Third is the macro trend that pushes development in Southeast Asia’s post-pandemic recovery. COVID-19’s influence on Southeast Asia persists. The current speed of recovery has yet to meet the anticipation of the countries and people in the region. Under such circumstances, politics and social structures in Southeast Asian countries are tilting back toward stability and tradition, and there have been stronger demands for stable and predictable industrial and supply chains.
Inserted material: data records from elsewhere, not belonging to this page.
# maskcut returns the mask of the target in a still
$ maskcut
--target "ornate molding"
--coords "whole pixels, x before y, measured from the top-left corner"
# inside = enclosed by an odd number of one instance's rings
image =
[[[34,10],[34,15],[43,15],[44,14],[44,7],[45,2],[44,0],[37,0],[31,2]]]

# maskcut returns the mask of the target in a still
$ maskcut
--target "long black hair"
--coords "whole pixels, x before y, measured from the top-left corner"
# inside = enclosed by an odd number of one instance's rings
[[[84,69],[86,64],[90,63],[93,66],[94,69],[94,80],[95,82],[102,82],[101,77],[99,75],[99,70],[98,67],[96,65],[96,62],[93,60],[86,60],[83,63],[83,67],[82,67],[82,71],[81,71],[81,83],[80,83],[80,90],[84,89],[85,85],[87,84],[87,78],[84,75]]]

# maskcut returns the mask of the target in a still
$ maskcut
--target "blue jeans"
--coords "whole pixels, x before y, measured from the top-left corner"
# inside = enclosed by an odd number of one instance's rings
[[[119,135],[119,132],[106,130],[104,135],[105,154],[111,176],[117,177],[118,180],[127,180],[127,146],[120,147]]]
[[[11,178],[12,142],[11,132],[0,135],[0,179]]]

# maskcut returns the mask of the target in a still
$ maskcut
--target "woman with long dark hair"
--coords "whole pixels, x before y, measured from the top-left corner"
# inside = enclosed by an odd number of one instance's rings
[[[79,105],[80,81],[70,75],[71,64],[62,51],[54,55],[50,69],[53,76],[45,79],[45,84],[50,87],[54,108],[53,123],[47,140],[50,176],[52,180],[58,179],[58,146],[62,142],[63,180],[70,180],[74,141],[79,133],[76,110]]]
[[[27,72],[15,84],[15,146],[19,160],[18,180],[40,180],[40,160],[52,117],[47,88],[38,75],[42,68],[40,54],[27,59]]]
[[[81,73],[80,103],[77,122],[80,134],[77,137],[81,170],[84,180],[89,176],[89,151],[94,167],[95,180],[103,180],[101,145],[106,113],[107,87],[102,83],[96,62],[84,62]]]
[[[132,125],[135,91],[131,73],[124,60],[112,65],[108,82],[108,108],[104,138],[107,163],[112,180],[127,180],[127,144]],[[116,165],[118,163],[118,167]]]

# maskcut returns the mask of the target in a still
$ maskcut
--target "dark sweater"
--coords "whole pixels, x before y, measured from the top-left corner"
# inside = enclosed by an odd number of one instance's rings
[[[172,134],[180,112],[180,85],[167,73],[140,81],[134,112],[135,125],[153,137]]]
The U.S.-driven decoupling notion has met with stronger resistance, and “friend-shoring” has increasingly shown weakness. The China-Laos railway has seen booming business in both passenger and freight transport since its launch. The new government in Thailand is actively consulting with Laos about the railway’s extension to that country.

The report also found that countries that are more responsive to Belt and Road Initiative proposals hold more positive attitudes toward China. Here the key is that China and Southeast Asian nations are highly aligned when it comes to developmental paths; therefore, even if there are setbacks in the process, their cooperation can always be dynamic, because cooperation suits the needs of regional development and the parties have no major divergences over the goals of cooperation.

The United States has long claimed that it would compete with China in Southeast Asia, but in the past few years the U.S. approach to competition has failed to accurately match regional countries’ actual needs. The measures it has proposed in such fields as economy and trade, to which Southeast Asian countries have attached great importance, have failed to yield sustainable outcomes, thanks to domestic politics.

China has repeatedly stated that major power competition cannot solve the problems is faces with the U.S. and the world — let alone the so-called competition America engages in across Southeast Asia, which more like tilting at windmills.